Auch im zweiten Jahr nach dem Ausbruch des Corona-Virus heißt es für die Feuerwehren weiterhin vorsichtig mit dem Infektionsgeschehen umzugehen. Die Aufrechterhaltung der Einsatzbereitschaft während der unterschiedlichen Phasen der Pandemie hat oberste Priorität. Die damit einhergehenden permanenten Veränderungen im Einsatzablauf, im Dienstbetrieb, bei Lehrgängen auf Kreis-, Landes- und Ortsebene fordern eine hohe Flexibilität von jedem/jeder einzelnen Einsatzkraft und deren Familien. Wir haben dies bis heute sehr gut organisiert bekommen und sind bis dato immer uneingeschränkt einsatzbereit für die Bevölkerung unserer Stadt geblieben. Das dies alles keine Selbstverständlichkeit ist wollte der Vorstand noch einmal hervorheben und sich mit einem Geschenk für Leib und Wohl bedanken.

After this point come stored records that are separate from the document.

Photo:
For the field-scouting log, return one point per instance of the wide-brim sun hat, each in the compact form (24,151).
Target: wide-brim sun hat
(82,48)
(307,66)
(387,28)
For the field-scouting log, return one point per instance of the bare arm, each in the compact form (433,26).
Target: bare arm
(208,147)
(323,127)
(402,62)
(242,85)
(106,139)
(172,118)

Warme Mütze und ein kulinarischer Gruß für alle Mitglieder der Feuerwehr Pinneberg

Nicht nur für den häufigen Verzicht auf Nachtruhe oder die Umorganisation des Tagesablauf in den Familien weil der Funkmelder mal wider zur Eile rief und einen Strich durch den Tagesplan machte. Nein, auch auf Dienst, Ausbildung und Vorstandsitzungen hatte das Virus Einfluss. Die Abstimmungen im Vorstand wurden immer häufiger vorgenommen um die Vorgaben der Regierungen und der Stadt in die internen Vorgehensweisen umzusetzen.

Auch in diesem Jahr werden wir wohl wieder über 400 Mal ausrücken, um den Bürgern zu helfen, die in einer für sie persönlich ausweglosen Situation stecken. Aber das Jahr war trotzdem nicht ganz ereignislos für unsere Wehr. Unter Beachtung der jeweils gültigen Hygienekonzepte konnten wir einige Aktionen und Fortbildungen durchführen. Auch hierfür gilt der Dank, für jede Kleinigkeit, jede Minute entbehrter Zeit oder Unterstützung im gesamten weitestgehend abgelaufenen Jahr 2021.